Discussion in 'SMNET Announcements' started by _Josie, Jul 1, 2013.

  1. _Josie
    Group B Strep is a very evocative subject in midwifery...... it is an issue that divides opinion, of course no-one wants to see a baby die from meningitis or pneumonia due to GBS ~ so how to we manage GBS? a simple test to save a life? or are we risking mothers and babies health with the over use of antibiotics? Are we investing in saving lives or wasting money? Should women be routinely tested? Are there alternatives?

    What's your view?
  2. Popty Ping
    Hi Josie, I don't know anything about this, so I'm happy to have the link to the support group to find out more. On the whole I do worry about the over use of antibiotics but the risks seem very significant for the babies. Testing then treating seems to be the answer, anyway gonna have a good old read now
    _Josie likes this.
  3. iolaus
    I would suggest anyone read widely around the topic, not just on the GBSS site, while they may be well meaning a charity run by bereaved parents are not going to be able to look at all the evidence with an unbiased eye and may present findings in a way which promotes their own cause.

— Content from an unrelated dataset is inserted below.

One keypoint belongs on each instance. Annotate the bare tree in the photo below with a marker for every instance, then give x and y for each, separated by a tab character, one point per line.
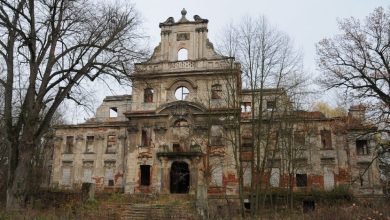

    If you are the one in 10,000* where your baby dies due to GBS you will view testing and antibiotic cover as a small price to pay, if you are the one in 10,000* where your partner has a cardiac arrest and she and the baby may or may not survive due to that antibiotic cover you may feel that the price was too high. All of pregnancy and childbirth has risk, it is up to each individual woman to make up her mind what risk she wants to take

    *figures are completely made up
  4. Guest5957
    I agree with the above, read other sources too. The RCOG has a recently updated guideline, and there is lots of evidence to support and negate routine testing.
  5. Azalea
    I also agree with the above 'risk' is a very personal thing, something I consider high risk for me may be completely different to what somebody else consists high risk. 1:10,000 may seem huge to somebody and less to another person whose risk threshold may be more like 1:100.
  6. Popty Ping
    Thank you I will look at the other sources mentioned. Do you think the charity is right to want information leaflets given to every women antenatally? Also am I right in thinking you could be tested at 37 weeks and not have the infection to then get it later, and the other way round?.
  7. iolaus
    You are correct in the transient nature of GBS - my problem with the leaflet is that it promotes the testing and private testing (as not currently available on the NHS routinely) as being THE way to go so I am wary (if the leaflet has changed from the one I saw before I apologise and a neutral one giving the risk factors would be fine - it should be a page in the books given out at booking) - would fully support a leaflet given out to parents regarding signs of infection and what to do (ie seek help ASAP) however. A negative test result does not mean you don't have it.
    I'd rather the money went into researching a test which could give instant results, so taken at the beginning of labour, with informed consent, and then the women who do require antibiotic cover could be given it knowing they are positive, rather than some women having them when actually negative, and other women thinking they are not at risk
    Guest5957, VivaLaVida and Popty Ping like this.
  8. Radical Owl
    I know someone who tested negative at 37 weeks and then was told she had GBS after her baby had been born and they both had to have antibiotics. So the test is almost meaningless, IMO.
  9. wannabe2014
    I find it hard to find much information on Gbs. I would love more information on why women are given ABX postnatal for Gbs if the risk was to the baby? I may be confused, these ABX may be for another infection. If a woman is allergic to penicillin are the alternative ABX as effective? If not then is that being explained and therefore do the risks and benefits change? Thinking of Gbs as a normal part of a womans flora and fuana (I can't spell on my phone!) Do we know what effect ABX have in the longer term? This is from an uneducted perspective but everytime I. Have ABX I get thrush so would the treatment cause a recolonisation two fold once the effects wear off? There are a lot of miixed messages about GBS that'd be great if more informa tion was available.